High prices are signals for businesses to produce more and
for consumers to buy less. Low prices signal the reverse.
Prices have the advantage of being neutral and flexible. In
addition, they permit freedom of choice, have no administrative
costs, are highly efficient, and are easily understood by
everyone. Nonprice allocations systems such as rationing exist,
but they suffer from a number of problems, including the issue
of allocating ration coupons in a fair and equitable manner.
Section 2 explains how economists develop economic models
of markets with supply and demand curves. In a competitive
market, the forces of supply and demand establish prices.
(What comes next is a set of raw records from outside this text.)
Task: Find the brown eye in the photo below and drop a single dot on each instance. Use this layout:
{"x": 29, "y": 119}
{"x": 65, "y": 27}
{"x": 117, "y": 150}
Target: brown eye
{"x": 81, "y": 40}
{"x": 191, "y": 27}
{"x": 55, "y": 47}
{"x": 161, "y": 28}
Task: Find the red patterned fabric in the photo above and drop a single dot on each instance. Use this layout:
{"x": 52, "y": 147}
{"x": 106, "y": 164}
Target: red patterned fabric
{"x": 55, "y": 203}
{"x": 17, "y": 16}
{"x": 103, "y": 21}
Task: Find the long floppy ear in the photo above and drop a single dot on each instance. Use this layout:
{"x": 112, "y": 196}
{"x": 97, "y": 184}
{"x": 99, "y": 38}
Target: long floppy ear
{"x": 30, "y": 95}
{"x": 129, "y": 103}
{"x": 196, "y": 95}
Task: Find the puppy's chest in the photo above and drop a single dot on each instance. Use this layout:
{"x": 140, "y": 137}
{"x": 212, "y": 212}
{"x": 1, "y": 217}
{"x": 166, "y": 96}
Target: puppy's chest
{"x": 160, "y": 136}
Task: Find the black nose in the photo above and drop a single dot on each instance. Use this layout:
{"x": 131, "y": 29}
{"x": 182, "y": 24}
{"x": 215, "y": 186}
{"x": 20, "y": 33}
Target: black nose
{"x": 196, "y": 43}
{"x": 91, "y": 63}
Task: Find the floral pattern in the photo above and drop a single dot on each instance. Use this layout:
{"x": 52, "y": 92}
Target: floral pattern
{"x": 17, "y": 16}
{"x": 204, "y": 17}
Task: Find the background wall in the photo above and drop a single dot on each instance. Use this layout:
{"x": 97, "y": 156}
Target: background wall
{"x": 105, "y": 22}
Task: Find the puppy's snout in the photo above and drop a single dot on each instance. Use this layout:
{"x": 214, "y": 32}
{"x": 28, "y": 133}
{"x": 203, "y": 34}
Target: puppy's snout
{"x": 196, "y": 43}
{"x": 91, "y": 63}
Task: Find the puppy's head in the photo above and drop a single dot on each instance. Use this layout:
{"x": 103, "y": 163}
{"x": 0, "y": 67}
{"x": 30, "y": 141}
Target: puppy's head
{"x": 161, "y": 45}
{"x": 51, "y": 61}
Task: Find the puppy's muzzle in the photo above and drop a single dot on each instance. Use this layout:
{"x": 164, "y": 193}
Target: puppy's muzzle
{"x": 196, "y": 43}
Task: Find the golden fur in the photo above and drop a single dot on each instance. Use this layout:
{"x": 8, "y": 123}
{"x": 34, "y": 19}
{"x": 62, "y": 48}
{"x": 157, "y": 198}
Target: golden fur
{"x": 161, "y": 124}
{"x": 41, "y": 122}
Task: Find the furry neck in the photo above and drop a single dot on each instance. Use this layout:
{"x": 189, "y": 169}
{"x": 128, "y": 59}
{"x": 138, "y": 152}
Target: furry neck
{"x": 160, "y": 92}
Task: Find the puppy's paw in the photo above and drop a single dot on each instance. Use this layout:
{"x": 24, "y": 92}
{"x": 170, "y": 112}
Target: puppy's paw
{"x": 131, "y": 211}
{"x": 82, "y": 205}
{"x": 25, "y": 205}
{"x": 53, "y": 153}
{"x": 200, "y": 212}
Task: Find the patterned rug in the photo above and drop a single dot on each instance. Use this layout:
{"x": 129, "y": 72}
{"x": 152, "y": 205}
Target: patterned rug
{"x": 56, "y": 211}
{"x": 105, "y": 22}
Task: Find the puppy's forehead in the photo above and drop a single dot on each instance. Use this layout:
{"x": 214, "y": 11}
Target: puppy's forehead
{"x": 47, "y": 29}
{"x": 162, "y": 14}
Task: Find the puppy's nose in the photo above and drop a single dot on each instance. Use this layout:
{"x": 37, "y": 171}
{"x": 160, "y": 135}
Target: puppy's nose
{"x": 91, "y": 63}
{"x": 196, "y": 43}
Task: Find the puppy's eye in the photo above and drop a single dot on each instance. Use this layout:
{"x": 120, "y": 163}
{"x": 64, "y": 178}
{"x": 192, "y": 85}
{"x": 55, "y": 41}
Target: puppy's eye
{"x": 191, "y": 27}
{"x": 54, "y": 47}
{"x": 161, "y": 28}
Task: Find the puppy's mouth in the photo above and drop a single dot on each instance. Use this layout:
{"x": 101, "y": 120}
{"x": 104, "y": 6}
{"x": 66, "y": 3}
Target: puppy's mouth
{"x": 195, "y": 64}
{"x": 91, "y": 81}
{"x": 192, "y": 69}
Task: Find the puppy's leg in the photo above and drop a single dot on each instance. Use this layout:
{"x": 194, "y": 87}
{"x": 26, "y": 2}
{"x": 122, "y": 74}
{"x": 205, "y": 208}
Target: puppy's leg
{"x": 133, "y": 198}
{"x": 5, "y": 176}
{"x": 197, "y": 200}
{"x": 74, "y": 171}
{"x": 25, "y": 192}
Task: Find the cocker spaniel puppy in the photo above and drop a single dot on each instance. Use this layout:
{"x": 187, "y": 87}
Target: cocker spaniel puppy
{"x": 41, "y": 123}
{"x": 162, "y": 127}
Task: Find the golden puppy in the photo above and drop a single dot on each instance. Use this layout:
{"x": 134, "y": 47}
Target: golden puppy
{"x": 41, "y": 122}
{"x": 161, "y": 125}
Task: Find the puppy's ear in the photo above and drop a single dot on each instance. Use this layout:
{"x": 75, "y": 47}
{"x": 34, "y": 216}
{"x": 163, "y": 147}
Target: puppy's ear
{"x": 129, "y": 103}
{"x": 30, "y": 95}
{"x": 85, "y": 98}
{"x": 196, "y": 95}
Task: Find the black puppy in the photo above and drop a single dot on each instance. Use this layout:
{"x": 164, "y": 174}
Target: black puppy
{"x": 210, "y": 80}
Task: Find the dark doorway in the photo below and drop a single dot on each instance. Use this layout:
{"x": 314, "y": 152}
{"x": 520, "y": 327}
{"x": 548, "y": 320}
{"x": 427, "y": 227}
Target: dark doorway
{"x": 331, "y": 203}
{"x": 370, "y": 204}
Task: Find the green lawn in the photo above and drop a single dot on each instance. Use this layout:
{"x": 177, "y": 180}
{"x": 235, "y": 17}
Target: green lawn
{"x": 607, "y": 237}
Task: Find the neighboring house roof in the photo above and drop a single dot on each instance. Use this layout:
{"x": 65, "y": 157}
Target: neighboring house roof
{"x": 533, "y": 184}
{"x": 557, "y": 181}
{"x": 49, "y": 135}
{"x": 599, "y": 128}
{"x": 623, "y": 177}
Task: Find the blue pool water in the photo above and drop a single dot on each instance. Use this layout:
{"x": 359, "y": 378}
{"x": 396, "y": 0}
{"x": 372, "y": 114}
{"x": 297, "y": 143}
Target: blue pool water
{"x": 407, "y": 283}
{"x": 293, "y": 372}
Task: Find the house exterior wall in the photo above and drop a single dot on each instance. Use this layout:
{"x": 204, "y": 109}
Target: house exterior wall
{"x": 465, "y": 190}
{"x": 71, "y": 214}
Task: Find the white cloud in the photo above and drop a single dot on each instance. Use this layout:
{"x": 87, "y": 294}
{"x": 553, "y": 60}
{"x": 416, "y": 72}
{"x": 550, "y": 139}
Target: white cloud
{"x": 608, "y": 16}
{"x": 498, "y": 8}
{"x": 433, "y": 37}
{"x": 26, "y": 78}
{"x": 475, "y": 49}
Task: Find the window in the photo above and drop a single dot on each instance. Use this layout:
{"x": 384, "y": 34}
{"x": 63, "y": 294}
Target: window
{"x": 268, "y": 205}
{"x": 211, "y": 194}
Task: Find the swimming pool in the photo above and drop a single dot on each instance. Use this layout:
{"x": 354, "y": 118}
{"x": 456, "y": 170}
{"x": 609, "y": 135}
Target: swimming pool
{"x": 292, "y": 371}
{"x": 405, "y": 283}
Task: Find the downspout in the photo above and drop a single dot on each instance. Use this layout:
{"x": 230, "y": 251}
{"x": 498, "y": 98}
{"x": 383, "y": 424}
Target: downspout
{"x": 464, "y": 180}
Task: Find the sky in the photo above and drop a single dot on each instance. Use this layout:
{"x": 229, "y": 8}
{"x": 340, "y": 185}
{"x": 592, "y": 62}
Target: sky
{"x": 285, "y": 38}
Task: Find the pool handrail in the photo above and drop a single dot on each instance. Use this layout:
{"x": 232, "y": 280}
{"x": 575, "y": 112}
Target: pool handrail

A temporary surplus drives prices down; a temporary shortage
forces prices up. Eventually the market reaches the equilibrium
price where there are neither shortages nor surpluses. Changes
in supply or demand can disturb the market, but the market
will tend to find its new equilibrium with the help of temporary
shortages and/or surpluses. Competitive markets represent
the ideal, but the lessons learned from them apply to other
markets as well.
Section
3 shows how prices work as a system to allocate resources
between markets. However, if prices are fixed in one market,
temporary shortages and surpluses tend to become permanent.
A price ceiling such as rent controls is one form of fixed
price; a price floor such as the minimum wage is another example.
If prices are free to adjust, they change when either the
demand or supply curves change. The size of the price change
is affected by elasticitythe more elastic the curves, the
smaller the price change; the less elastic the curves, the
larger the price change. Agriculture is especially hard-hit
by price changes because demand and supply tend to be inelastic,
while weather often causes the supply curve to change.